Later that day, the state defendants applied to the Appellate Division for permission to file an emergency motion. The application noted that developments so far "permits same-sex couples to marry in less than 3 weeks," and that the issue has "far-reaching social implications, and alteration of the traditional definition of marriage would result in a profound change in the public consciousness of a social institution of ancient origin." Appellate Judge Carmen H. Alvarez granted permission for the state to file its motion on short notice, with the motion itself to be filed by the defendants the next day.

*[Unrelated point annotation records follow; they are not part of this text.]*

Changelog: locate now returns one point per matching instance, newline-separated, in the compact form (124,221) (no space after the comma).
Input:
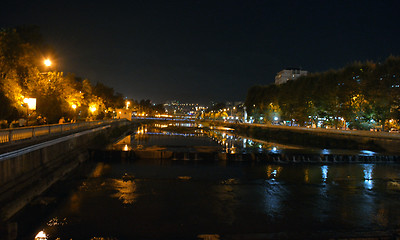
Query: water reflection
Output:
(147,135)
(126,190)
(41,236)
(274,198)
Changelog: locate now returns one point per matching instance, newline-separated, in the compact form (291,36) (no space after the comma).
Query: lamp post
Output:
(47,62)
(74,107)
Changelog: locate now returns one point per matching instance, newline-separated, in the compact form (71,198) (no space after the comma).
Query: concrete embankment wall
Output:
(322,138)
(23,176)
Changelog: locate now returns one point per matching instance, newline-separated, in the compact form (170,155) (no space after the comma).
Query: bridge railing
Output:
(15,134)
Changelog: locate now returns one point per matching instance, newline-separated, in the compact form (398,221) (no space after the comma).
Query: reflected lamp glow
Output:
(368,170)
(93,109)
(125,149)
(31,103)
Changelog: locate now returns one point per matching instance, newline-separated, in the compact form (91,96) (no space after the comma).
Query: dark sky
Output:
(201,51)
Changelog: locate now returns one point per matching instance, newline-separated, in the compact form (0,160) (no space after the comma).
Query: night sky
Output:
(202,51)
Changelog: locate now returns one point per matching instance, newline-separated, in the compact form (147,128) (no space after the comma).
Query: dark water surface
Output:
(166,199)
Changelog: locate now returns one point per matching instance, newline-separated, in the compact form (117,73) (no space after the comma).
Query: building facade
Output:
(289,74)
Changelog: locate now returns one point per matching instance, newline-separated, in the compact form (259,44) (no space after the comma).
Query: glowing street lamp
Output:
(93,109)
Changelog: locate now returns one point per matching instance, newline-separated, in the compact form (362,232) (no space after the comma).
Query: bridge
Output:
(33,158)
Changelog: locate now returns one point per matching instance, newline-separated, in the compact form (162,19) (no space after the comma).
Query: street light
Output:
(47,62)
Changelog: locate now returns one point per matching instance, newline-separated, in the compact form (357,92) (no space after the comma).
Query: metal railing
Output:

The state appealed the ruling and the state Supreme Court agreed to hear the appeal. The state also requested a stay of the ruling' implementation, which the state Supreme Court denied on October 18 in a 7–0 decision. Chief Justice Stuart Rabner wrote that "the state has advanced a number of arguments, but none of them overcome this reality: Same-sex couples who cannot marry are not treated equally under the law today." The ruling also denied the request for stay because the court could "find no public interest in depriving a group of New Jersey residents of their constitutional right to equal protection while the appeals process unfolds." Weddings were performed just after midnight on October 21, 2013, and Governor Christie dropped his administration's appeal of the lower court ruling that morning.